The property markets across England, Scotland, Wales and Northern Ireland are open, and estate agents are conducting virtual viewings where possible. Buyers and sellers are still allowed to move house, in-line with the government’s latest guidance.
Once you have conducted a virtual viewing, if you find a property you are serious about buying, you will be able to have an in-person viewing. Viewings must comply with social distancing measures and you must wear a face covering.
The rise in the UK property market in the last year can be attributed to the temporary cuts to stamp duty made by the government. The cuts vary between each country, but buyers could save up to £15,000 in tax if they move house before 31 March this year.
In the short-term this may cause a rise in house prices, especially on properties in sought-after areas.

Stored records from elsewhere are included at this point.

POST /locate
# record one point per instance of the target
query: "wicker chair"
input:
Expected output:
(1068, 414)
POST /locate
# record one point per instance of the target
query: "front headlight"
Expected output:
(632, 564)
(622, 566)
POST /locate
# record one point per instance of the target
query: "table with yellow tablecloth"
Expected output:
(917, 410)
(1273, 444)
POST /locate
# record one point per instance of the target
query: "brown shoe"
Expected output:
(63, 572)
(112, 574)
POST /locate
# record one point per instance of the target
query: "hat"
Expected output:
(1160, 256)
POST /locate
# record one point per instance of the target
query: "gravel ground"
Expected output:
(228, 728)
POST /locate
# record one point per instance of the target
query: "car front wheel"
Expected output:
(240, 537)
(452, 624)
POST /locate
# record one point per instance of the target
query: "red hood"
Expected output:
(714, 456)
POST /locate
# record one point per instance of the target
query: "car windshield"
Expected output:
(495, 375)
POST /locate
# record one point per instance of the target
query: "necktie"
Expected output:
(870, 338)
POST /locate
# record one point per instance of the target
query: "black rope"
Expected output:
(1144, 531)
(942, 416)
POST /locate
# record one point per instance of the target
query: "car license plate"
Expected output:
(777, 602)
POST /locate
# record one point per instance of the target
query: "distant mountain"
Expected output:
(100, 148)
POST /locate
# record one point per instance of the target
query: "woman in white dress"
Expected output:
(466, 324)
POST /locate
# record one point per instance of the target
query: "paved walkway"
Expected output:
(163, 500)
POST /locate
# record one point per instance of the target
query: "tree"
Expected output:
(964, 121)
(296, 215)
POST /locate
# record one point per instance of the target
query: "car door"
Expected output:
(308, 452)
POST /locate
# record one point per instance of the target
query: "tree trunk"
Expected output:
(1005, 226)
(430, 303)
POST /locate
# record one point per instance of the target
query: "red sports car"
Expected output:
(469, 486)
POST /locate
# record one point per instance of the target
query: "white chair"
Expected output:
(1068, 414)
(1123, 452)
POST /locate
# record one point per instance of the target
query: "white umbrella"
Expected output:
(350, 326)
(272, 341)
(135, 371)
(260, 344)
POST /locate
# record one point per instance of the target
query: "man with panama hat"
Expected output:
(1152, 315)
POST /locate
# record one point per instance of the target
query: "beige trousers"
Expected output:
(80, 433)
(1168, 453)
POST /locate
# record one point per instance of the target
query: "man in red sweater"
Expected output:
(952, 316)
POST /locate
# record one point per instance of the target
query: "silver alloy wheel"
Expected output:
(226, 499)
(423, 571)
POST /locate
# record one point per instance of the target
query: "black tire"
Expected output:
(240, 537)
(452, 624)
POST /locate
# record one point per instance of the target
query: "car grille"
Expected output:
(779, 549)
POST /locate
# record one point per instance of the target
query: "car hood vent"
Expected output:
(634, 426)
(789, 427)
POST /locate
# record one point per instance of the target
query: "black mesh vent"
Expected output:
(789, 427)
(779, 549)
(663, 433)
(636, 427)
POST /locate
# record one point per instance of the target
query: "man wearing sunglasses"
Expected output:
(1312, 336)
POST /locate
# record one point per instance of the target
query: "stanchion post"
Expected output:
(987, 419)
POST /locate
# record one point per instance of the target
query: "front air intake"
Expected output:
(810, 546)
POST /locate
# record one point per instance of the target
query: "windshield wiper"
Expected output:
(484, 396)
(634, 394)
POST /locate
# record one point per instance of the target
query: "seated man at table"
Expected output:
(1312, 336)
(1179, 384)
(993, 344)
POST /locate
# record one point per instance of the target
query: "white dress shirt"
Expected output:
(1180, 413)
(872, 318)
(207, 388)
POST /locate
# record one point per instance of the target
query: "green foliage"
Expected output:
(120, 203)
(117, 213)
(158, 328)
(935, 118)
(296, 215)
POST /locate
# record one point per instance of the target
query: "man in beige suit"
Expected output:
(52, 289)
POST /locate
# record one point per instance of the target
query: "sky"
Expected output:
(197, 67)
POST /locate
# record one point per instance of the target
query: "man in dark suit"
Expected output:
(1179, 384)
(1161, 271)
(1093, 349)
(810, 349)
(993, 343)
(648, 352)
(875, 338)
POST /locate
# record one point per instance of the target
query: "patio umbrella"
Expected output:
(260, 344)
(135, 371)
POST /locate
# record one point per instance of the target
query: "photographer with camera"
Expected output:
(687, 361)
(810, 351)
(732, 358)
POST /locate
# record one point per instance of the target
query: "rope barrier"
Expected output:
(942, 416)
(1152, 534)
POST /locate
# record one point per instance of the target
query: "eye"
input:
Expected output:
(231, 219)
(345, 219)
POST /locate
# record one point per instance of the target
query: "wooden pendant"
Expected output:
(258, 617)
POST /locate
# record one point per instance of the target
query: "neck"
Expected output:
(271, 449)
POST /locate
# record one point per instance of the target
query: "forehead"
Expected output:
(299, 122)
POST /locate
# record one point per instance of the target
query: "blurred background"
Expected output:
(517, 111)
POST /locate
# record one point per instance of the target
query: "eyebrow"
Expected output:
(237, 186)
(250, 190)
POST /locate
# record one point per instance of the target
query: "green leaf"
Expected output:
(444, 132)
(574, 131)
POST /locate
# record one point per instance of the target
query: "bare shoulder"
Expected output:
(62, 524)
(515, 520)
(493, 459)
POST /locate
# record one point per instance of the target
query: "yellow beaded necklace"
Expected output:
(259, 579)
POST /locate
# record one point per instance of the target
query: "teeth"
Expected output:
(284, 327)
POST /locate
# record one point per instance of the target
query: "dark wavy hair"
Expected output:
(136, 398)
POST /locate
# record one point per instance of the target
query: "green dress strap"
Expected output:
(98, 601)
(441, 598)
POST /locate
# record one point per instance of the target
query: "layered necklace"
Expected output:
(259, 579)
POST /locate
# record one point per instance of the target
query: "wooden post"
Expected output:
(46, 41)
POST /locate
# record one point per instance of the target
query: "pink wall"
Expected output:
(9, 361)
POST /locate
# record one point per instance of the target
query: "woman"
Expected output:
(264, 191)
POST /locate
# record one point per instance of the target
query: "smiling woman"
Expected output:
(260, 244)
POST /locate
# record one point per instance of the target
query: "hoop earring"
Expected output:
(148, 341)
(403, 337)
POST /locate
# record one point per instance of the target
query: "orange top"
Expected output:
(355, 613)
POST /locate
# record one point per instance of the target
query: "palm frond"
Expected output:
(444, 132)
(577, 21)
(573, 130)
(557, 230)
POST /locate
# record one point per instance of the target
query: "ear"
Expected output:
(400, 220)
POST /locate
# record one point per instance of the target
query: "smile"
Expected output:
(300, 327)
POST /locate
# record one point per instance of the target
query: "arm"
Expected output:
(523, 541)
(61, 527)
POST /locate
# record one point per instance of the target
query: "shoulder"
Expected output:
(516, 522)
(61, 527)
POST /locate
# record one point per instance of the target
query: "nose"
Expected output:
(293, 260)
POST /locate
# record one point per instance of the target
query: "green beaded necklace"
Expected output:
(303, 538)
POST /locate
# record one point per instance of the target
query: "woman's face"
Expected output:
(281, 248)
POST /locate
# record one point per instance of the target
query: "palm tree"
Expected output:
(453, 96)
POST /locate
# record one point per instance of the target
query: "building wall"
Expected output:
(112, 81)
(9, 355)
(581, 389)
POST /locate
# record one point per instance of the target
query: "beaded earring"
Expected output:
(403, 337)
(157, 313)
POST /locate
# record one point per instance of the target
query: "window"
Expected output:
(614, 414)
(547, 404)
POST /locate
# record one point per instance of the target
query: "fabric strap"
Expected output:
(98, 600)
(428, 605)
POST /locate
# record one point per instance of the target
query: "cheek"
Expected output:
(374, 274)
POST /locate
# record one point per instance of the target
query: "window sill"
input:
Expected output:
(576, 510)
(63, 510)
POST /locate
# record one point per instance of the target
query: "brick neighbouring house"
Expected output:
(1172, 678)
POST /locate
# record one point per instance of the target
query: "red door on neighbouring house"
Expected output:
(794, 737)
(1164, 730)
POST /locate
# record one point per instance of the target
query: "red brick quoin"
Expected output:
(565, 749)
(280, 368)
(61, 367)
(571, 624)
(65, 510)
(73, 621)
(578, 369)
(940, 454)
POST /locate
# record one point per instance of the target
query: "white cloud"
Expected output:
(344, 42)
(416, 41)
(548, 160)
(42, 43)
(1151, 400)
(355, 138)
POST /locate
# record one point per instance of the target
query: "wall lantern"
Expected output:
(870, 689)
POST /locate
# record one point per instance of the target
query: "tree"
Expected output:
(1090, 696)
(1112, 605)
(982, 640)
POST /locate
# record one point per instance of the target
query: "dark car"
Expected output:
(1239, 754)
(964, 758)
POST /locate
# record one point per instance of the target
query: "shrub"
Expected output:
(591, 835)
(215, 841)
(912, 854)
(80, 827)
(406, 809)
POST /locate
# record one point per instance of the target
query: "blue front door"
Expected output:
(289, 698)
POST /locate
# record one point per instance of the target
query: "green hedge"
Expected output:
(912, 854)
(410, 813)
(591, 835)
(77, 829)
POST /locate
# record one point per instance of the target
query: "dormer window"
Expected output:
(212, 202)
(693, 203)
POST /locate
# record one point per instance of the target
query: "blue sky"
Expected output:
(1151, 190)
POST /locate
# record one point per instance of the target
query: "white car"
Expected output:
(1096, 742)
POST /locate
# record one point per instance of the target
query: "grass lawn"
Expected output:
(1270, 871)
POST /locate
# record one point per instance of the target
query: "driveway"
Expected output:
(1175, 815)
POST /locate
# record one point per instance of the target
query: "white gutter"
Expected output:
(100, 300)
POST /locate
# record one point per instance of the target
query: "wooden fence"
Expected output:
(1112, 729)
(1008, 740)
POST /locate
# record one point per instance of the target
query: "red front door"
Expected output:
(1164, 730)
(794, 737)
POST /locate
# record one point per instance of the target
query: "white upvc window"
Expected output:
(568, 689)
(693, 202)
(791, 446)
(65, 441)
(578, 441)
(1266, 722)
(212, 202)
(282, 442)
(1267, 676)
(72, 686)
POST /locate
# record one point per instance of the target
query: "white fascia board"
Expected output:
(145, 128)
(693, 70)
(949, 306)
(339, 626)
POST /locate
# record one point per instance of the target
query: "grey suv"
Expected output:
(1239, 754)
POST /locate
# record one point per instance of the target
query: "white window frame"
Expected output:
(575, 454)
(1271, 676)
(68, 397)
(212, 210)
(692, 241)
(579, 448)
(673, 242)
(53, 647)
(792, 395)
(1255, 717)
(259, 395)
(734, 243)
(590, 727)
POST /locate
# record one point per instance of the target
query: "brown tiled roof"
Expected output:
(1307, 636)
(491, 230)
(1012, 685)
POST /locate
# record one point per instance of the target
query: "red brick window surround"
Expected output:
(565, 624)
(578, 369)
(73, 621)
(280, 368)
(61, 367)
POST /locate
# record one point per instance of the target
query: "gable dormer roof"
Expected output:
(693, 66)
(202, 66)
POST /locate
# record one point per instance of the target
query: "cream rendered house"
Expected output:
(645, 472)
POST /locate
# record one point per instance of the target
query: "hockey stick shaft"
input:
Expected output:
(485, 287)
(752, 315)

The impact of COVID-19 and Brexit
The impact of Brexit on the UK housing market is unlikely to be felt in the short term but the longer-lasting effects are as yet still unknown.
Another uncertain aspect of the UK housing market is how COVID-19 will continue to impact the country and the economy. The introduction of the vaccine roll-out is likely to bring confidence to the housing market as we slowly return to ‘normal’
Despite the uncertainty of the year ahead, the UK property market will likely remain stable throughout 2021, and it could be a good time to apply for a mortgage or move home.
The Office for Budget Responsibility published its findings back in July which predicted a fall in house prices by 3.8%, you can read their full report here.
Changing priorities and mortgage availability
The pandemic has caused unprecedented demand for house moves, leading to a record year of property transactions. Successive lockdowns and uncertainty have led many homebuyers to reassess their priorities, such as the requirement for more space and better internet connection.
The base interest rate is likely to remain the same in the short term, which is expected to keep mortgage rates down. If this trend continues throughout 2021 it will remain an attractive time to purchase property.